Swedish-speaking pupils in Helsinki told Yle they don’t learn enough spoken Finnish at school to manage in everyday situations.
"Instruction focuses way too much on grammar and not enough on how to speak," high school student Olivia Linder from Tölö gymnasium in Helsinki told Yle.
Students told Yle they wanted Finnish classes to focus on improving everyday communication skills.
"We’re all going to have to speak Finnish. And that’s not something we’re learning right now. You lose your confidence when talking if you’re just thinking about the grammar," fellow Tölö gymnasium student Adele Westerlund added.
A recent report by think-tank Magma found that many teens in Finland’s Swedish-language schools were having an increasingly difficult time with Finnish. On the other hand, the share of those with excellent Finnish-language skills had also risen.
The report said some Swedish-speaking teens in Finland prefer to speak English in everyday situations because they felt insecure using Finnish.
The Swedish-speaking School-student Union of Finland (FSS) has also criticised the level of Finnish-language education in Swedish schools.
"As we can see in Magma’s report, many kids switch to English when faced with speaking Finnish. To be able to speak Finnish means using it," said FSS president Emelie Jäntti.
"No button for learning Finnish"
In Finland, the Finnish National Agency for Education determines school curricula, including material covered in language classes.
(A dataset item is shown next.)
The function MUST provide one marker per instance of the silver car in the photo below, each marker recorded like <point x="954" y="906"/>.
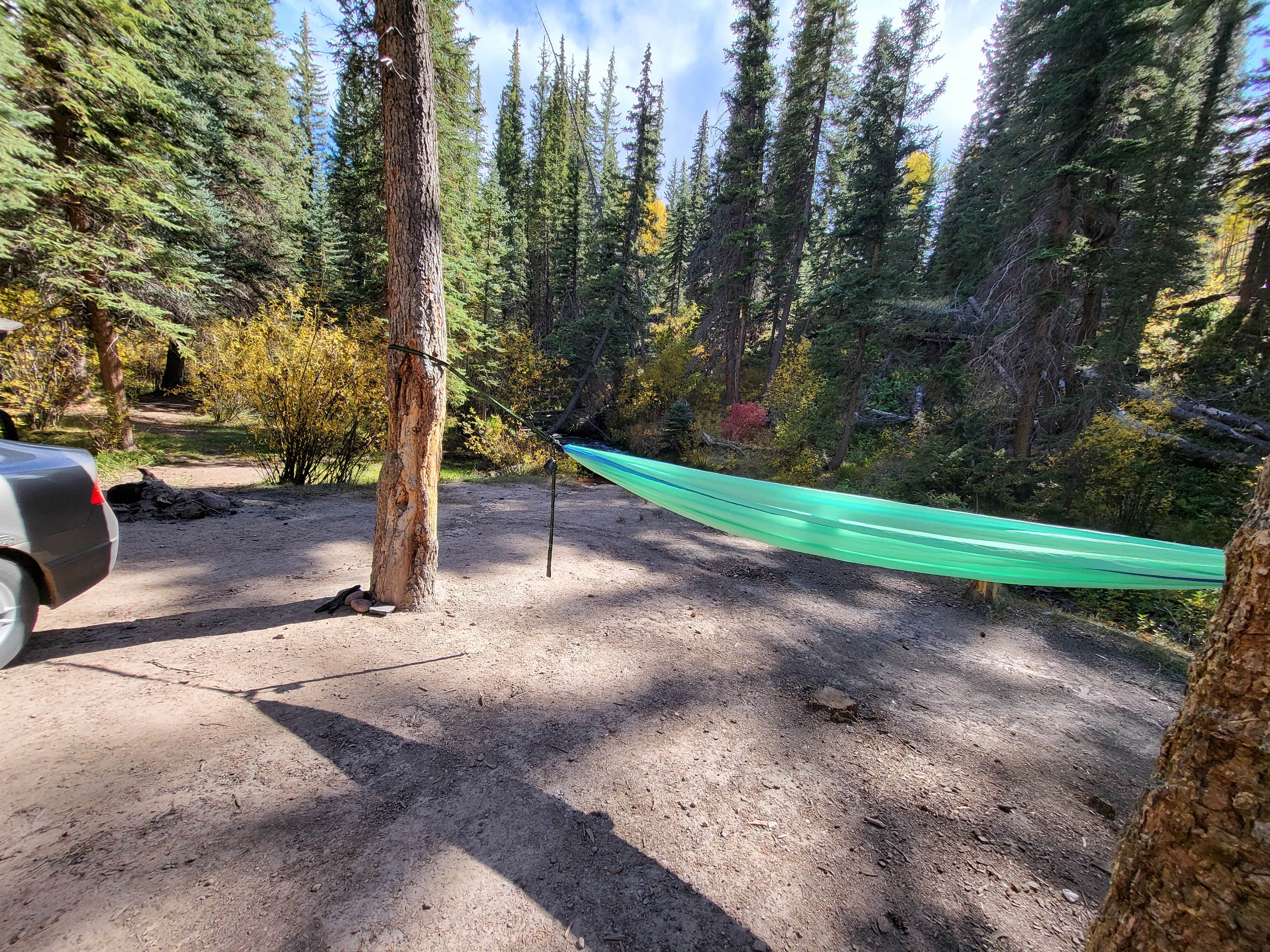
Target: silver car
<point x="58" y="535"/>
Yvonne Nummela, a counsellor at the agency, accepted students’ criticism that instruction may sometimes home in on the finer points of grammar. But she added, "Finnish grammar is expansive."
Nummela said challenges for most Swedish-speaking students relate to reading and writing in Finnish. Some kids living in strong Swedish-speaking environments may also need more help with their verbal Finnish skills.
As a Finno-Ugric language, Finnish doesn’t sit on the same Germanic language branch as Swedish and English. This means Swedish speakers don’t have a grammatical framework for Finnish and those living in predominantly Swedish-speaking communities often learn Finnish from zero.
"Finnish isn’t like Swedish or English in the sense that you would have the tools ready for learning Finnish grammar. There’s no button to press for learning Finnish," Nummela added.
About 5.2 percent of Finland's population are part of the Swedish-speaking minority, but the population has steadily declined since the 18th century, when nearly 20 percent spoke the language. However, Swedish remains one of the country's official languages.